I am an army man. Although my service in the Australian army was chiefly noted for its un-notability, I DID join voluntarily in the Vietnam era, I DID reach the rank of Sergeant, and I DID volunteer for a posting in Vietnam. So I think I may be forgiven for saying something that most army men think but which most don't say because they think it is too obvious: The profession of arms is the noblest profession of all because it is the only profession where you offer to lay down your life in performing your duties. Our men fought so that people could say and think what they like but I myself always treat military men with great respect -- respect which in my view is simply their due.
The kneejerk response of the Green/Left to people who challenge them is to say that the challenger is in the pay of "Big Oil", "Big Business", "Big Pharma", "Exxon-Mobil", "The Pioneer Fund" or some other entity that they see, in their childish way, as a boogeyman. So I think it might be useful for me to point out that I have NEVER received one cent from anybody by way of support for what I write. As a retired person, I live entirely on my own investments. I do not work for anybody and I am not beholden to anybody. And I have NO investments in oil companies, mining companies or "Big Pharma"

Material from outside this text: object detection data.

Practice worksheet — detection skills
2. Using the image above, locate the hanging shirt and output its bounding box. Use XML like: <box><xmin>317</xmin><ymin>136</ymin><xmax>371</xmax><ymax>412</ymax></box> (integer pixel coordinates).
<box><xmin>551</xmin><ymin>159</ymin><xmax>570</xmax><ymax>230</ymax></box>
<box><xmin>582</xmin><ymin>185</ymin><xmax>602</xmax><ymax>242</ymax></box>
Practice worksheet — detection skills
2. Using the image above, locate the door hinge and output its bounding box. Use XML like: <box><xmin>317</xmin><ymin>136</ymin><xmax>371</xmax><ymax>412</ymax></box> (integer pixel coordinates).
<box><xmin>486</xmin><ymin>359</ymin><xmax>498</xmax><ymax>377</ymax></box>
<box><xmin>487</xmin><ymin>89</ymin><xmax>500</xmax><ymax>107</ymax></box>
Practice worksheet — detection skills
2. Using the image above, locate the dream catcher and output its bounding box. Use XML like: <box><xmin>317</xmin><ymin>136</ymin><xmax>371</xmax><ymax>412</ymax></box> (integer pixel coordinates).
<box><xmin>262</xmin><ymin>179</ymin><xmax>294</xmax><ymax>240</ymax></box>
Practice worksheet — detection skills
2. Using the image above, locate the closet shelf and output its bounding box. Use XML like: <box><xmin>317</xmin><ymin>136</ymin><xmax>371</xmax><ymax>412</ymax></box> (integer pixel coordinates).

UPDATE: Despite my (statistical) aversion to mining stocks, I have recently bought a few shares in BHP -- the world's biggest miner, I gather. I run the grave risk of becoming a speaker of famous last words for saying this but I suspect that BHP is now so big as to be largely immune from the risks that plague most mining companies. I also know of no issue affecting BHP where my writings would have any relevance. The Left seem to have a visceral hatred of miners. I have never quite figured out why.
Although I have been an atheist for all my adult life, I have no hesitation in saying that the single book which has influenced me most is the New Testament. And my Scripture blog will show that I know whereof I speak.